Hakim-Hakim 21: 21,23 menunjukkan orang Kristen tidak perlu anti terhadap dansa / tari-tarian. Memang ini tergantung dari tari-tarian macam apa yang dipersoalkan. Kalau tarian telanjang, atau yang sangat menonjolkan sex, maka tentu saja berbeda. Tetapi secara umum, Kristen tidak anti terhadap seadanya tari-tarian.
Tetapi pada saat yang sama perlu dicamkan bahwa ini juga tak boleh dijadikan dasar adanya tarian dalam ibadah / kebaktian. Apa yang terjadi dalam text ini bukan kebaktian, tetapi pesta / perayaan!
b) Apa yang dilakukan di sini jelas merupakan suatu kegilaan, karena:
1. Para gadis itu betul-betul diculik dan dipaksa menikah. Ini merupakan penindasan terhadap hak asazi mereka, dan sebetulnya tak terlalu berbeda dengan pemerkosaan.

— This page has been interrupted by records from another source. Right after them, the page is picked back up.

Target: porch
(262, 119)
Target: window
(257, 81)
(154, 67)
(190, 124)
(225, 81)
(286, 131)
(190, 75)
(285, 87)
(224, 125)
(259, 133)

2. Pernikahan dengan masa pacaran yang terlalu singkat, yang menyebabkan kedua orang tersebut belum saling mengenal dengan baik, bisa membawa kehancuran. Apalagi yang terjadi dalam kasus ini, dimana gadis-gadis itu dipaksa kawin, dan tanpa ada perkenalan.
c) Mereka melakukan hal yang brengsek untuk menutupi akibat negatif dari sumpah sembarangan mereka.
Pulpit Commentary: “Note again the evil of rash vows, and how often chicanery is necessary in order to evade their evil consequences” (= Perhatikan lagi kejahatan / bencana dari nazar yang sembarangan, dan betapa sering penipuan / ketidak-jujuran harus dilakukan untuk menghindarkan akibat jahat itu) - hal 209.
Penutup / kesimpulan.
Dalam Kitab Suci ada beberapa contoh dari sumpah yang gegabah / sembarangan, padahal Kitab Suci jelas menyalahkan hal itu.
Contoh:
· sumpah Yefta (Hak 11:29-dst).
· sumpah raja Saul (1Samuel 14:24-dst).
· sumpah orang-orang yang mau membunuh Paulus (Kis 23:12-dst).
Karena itu jangan sembarangan dalam bersumpah, bernazar dan sebagainya.
Pkh 5:3-4 - “(3) Kalau engkau bernazar kepada Allah, janganlah menunda-nunda menepatinya, karena Ia tidak senang kepada orang-orang bodoh. Tepatilah nazarmu. (4) Lebih baik engkau tidak bernazar dari pada bernazar tetapi tidak menepatinya”.